Als u de gebruiker met beheerdersrechten voor een bestaand register wilt inschakelen, kunt u de --admin-enabled
parameter van de opdracht az acr update in de Azure CLI gebruiken:
az acr update -n <acrName> --admin-enabled true
U kunt de gebruiker met beheerdersrechten in de Azure-portal inschakelen door in uw register te navigeren, toegangssleutels te selecteren onder INSTELLINGEN en vervolgens inschakelen onder Gebruiker beheerder.
Aanmelden met een alternatief containerhulpprogramma in plaats van Docker
In sommige scenario's moet u alternatieve containerhulpprogramma's gebruiken, zoals podman
in plaats van het algemene containerhulpprogramma docker
. Bijvoorbeeld: Docker is niet meer beschikbaar in RHEL 8 en 9, dus u moet overschakelen van containerhulpprogramma.

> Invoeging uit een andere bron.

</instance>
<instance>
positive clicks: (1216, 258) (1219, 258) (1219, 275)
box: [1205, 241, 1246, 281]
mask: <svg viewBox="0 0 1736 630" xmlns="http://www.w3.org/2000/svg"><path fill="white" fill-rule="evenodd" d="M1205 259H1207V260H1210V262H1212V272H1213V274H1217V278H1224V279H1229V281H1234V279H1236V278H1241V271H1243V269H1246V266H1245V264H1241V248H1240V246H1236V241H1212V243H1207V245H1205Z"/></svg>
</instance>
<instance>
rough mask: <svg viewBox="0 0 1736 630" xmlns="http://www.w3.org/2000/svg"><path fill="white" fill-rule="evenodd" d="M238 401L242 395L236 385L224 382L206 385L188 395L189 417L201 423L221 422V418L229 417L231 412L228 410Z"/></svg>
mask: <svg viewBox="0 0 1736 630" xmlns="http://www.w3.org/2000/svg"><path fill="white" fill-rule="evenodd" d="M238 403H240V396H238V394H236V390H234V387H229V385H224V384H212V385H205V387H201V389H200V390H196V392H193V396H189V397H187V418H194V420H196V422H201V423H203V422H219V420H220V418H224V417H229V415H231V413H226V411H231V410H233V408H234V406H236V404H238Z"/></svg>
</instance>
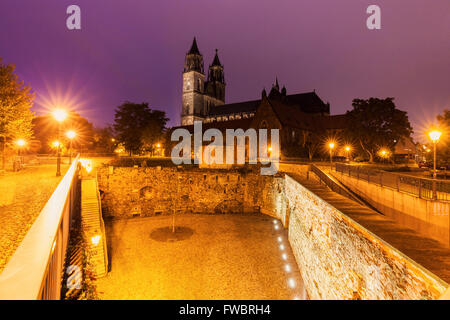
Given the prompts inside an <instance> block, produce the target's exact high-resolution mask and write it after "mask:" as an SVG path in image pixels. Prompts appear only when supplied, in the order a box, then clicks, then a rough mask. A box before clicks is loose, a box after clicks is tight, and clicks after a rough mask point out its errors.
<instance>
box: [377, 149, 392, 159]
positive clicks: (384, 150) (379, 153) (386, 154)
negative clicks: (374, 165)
mask: <svg viewBox="0 0 450 320" xmlns="http://www.w3.org/2000/svg"><path fill="white" fill-rule="evenodd" d="M378 155H379V156H380V158H382V159H383V160H384V159H387V158H389V155H390V152H389V150H387V149H385V148H382V149H380V151H378Z"/></svg>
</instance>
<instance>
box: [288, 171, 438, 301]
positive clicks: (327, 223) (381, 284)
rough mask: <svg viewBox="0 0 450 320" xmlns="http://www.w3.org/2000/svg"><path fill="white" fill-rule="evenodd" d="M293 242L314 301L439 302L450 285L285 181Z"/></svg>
mask: <svg viewBox="0 0 450 320" xmlns="http://www.w3.org/2000/svg"><path fill="white" fill-rule="evenodd" d="M286 198H287V203H288V206H289V210H288V211H289V212H290V217H289V241H290V243H291V247H292V249H293V252H294V255H295V258H296V260H297V263H298V266H299V269H300V271H301V273H302V277H303V280H304V282H305V284H306V287H307V291H308V294H309V296H310V297H311V298H312V299H436V298H439V297H440V295H441V294H442V293H443V292H444V291H445V289H446V284H445V283H444V282H443V281H441V280H440V279H439V278H437V277H435V276H433V275H432V274H431V273H429V272H428V271H427V270H425V269H424V268H422V267H420V266H419V265H418V264H416V263H414V262H413V261H411V260H409V259H408V258H406V257H405V256H404V255H402V254H401V253H400V252H399V251H397V250H396V249H394V248H392V247H391V246H389V245H388V244H387V243H385V242H384V241H382V240H381V239H379V238H378V237H376V236H375V235H373V234H372V233H370V232H369V231H367V230H366V229H365V228H363V227H362V226H360V225H359V224H357V223H356V222H354V221H353V220H351V219H350V218H348V217H347V216H345V215H344V214H342V213H341V212H340V211H338V210H337V209H335V208H334V207H332V206H331V205H329V204H328V203H327V202H325V201H323V200H322V199H320V198H318V197H317V196H316V195H314V194H313V193H311V192H310V191H309V190H307V189H306V188H305V187H303V186H302V185H301V184H300V183H298V182H297V181H295V180H294V179H292V178H291V177H289V176H286Z"/></svg>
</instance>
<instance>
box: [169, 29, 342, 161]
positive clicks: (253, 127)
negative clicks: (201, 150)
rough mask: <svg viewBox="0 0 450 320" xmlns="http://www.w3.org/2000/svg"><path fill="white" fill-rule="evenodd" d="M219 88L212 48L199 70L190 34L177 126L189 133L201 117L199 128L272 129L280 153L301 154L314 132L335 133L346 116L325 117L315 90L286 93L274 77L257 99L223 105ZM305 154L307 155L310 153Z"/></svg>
mask: <svg viewBox="0 0 450 320" xmlns="http://www.w3.org/2000/svg"><path fill="white" fill-rule="evenodd" d="M206 73H207V76H206ZM225 89H226V82H225V73H224V66H223V65H222V63H221V62H220V59H219V55H218V52H217V49H216V54H215V56H214V59H213V61H212V63H211V64H210V65H209V68H208V70H207V72H205V70H204V64H203V56H202V54H201V53H200V50H199V48H198V45H197V40H196V39H195V38H194V40H193V42H192V45H191V48H190V50H189V51H188V52H187V54H186V57H185V63H184V70H183V93H182V111H181V126H180V127H178V128H181V127H182V128H185V129H188V130H189V131H193V124H194V121H201V122H202V123H203V130H207V129H208V128H217V129H220V130H226V129H238V128H241V129H244V130H246V129H248V128H255V129H258V128H267V129H275V128H277V129H280V130H281V131H280V139H281V149H282V150H281V153H282V154H284V155H286V156H288V155H291V156H294V155H305V152H306V150H307V149H308V146H311V143H312V141H313V137H314V136H317V135H320V136H327V135H335V134H337V133H339V132H340V131H342V130H343V129H344V128H345V126H346V116H345V115H330V104H329V103H325V102H323V100H322V99H321V98H320V97H319V96H318V95H317V94H316V92H315V91H313V92H305V93H296V94H287V90H286V87H285V86H283V87H282V88H281V89H280V85H279V83H278V79H276V80H275V82H274V84H273V85H272V88H271V90H270V91H269V93H267V92H266V90H265V89H263V90H262V92H261V98H260V99H258V100H250V101H244V102H237V103H230V104H227V103H226V102H225ZM176 128H177V127H175V128H173V129H176ZM309 149H310V150H311V149H312V148H309ZM302 150H303V151H302ZM306 153H308V154H309V157H312V155H311V152H306Z"/></svg>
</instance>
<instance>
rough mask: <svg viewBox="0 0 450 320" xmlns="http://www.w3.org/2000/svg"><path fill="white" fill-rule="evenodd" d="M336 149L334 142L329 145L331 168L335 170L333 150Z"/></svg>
mask: <svg viewBox="0 0 450 320" xmlns="http://www.w3.org/2000/svg"><path fill="white" fill-rule="evenodd" d="M334 147H335V144H334V142H330V143H329V144H328V148H330V167H331V169H333V149H334Z"/></svg>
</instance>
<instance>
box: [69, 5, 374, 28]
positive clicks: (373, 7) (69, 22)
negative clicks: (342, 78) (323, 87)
mask: <svg viewBox="0 0 450 320" xmlns="http://www.w3.org/2000/svg"><path fill="white" fill-rule="evenodd" d="M66 13H67V14H68V15H69V16H68V17H67V19H66V26H67V29H69V30H81V8H80V7H79V6H78V5H75V4H72V5H70V6H68V7H67V10H66ZM366 13H367V14H369V15H370V16H369V17H368V18H367V20H366V26H367V29H369V30H380V29H381V9H380V6H378V5H375V4H372V5H370V6H369V7H367V9H366Z"/></svg>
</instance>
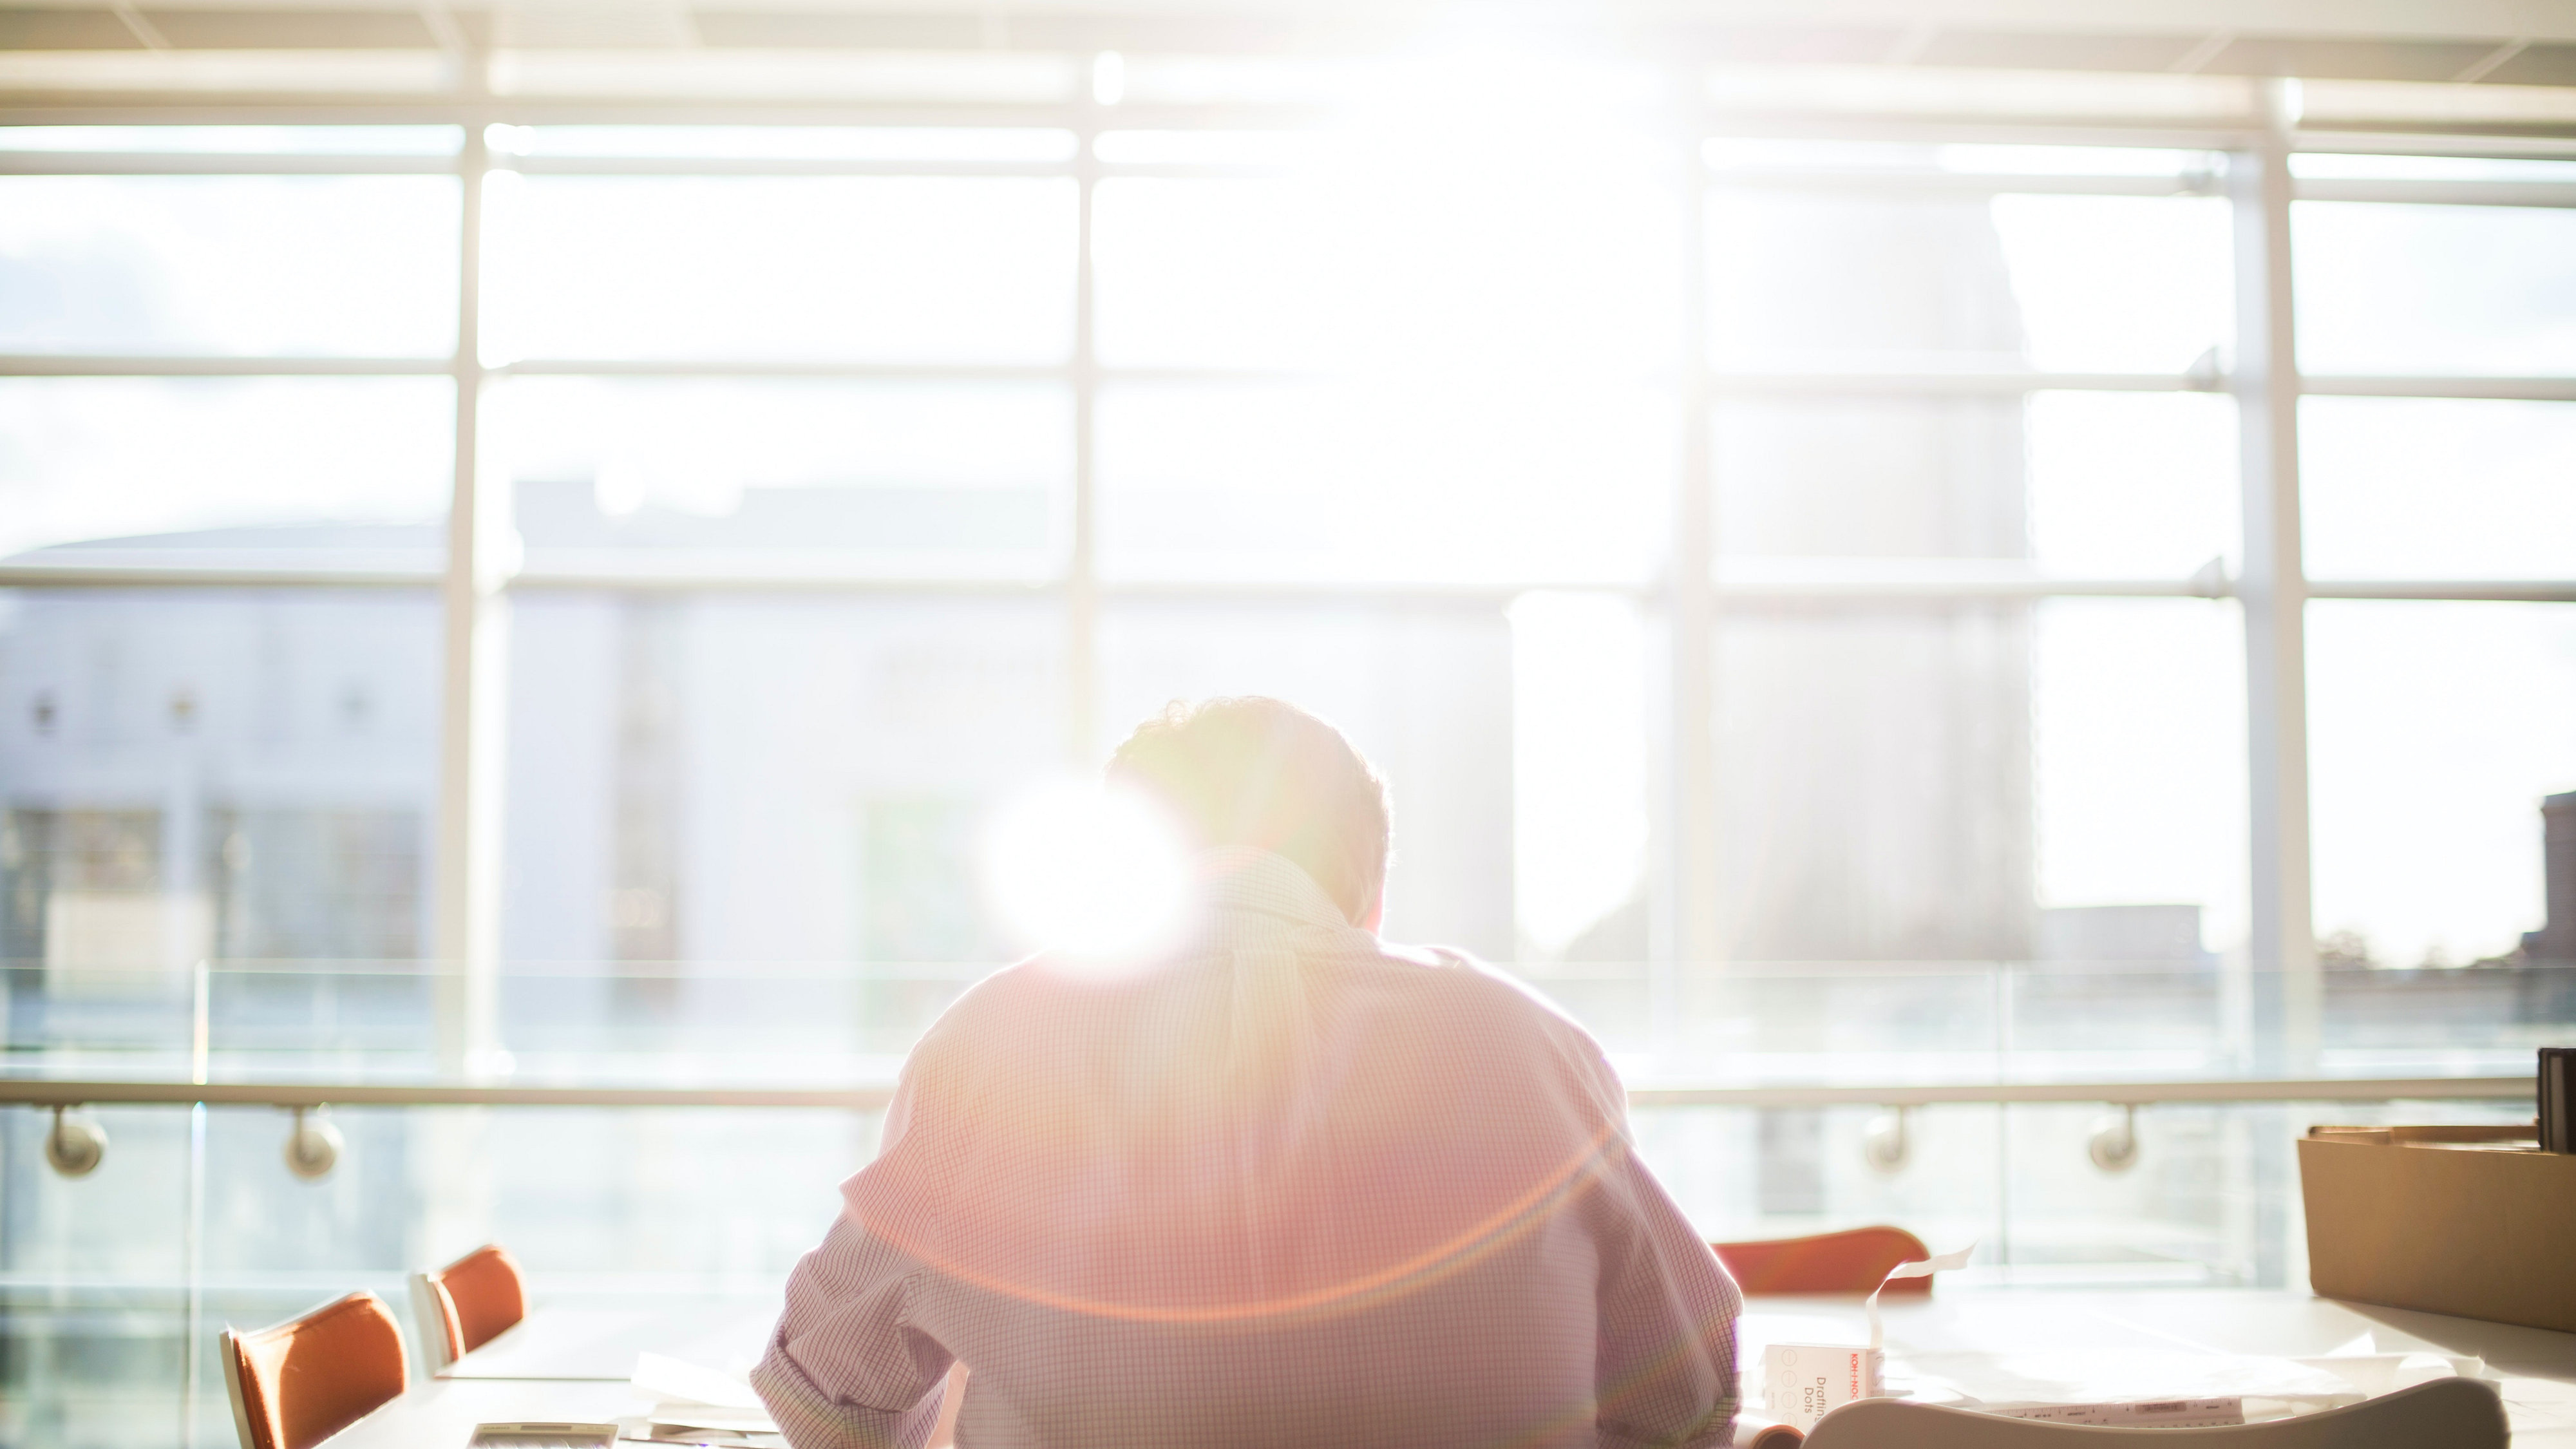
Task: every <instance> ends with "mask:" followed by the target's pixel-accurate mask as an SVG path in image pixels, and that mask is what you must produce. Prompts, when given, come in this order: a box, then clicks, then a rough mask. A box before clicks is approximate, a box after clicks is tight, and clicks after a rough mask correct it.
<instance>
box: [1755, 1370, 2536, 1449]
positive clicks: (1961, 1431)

Het standaardcontainerhulpprogramma is ingesteld op docker
voor az acr login
opdrachten. Als u het standaardcontainerhulpprogramma niet instelt en de docker
opdracht ontbreekt in uw omgeving, wordt de volgende fout weergegeven:
az acr login --name <acrName>
2024-03-29 07:30:10.014426 An error occurred: DOCKER_COMMAND_ERROR
Please verify if Docker client is installed and running.
Als u het standaardcontainerhulpprogramma wilt wijzigen dat door de az acr login
opdracht wordt gebruikt, kunt u de omgevingsvariabele DOCKER_COMMAND
instellen. Voorbeeld:
DOCKER_COMMAND=podman \
az acr login --name <acrName>
Opmerking
U hebt Azure CLI versie 2.59.0 of hoger geïnstalleerd en geconfigureerd om deze functie te kunnen gebruiken. Voer az --version
uit om de versie te vinden. Als u Azure CLI 2.0 wilt installeren of upgraden, raadpleegt u Azure CLI 2.0 installeren.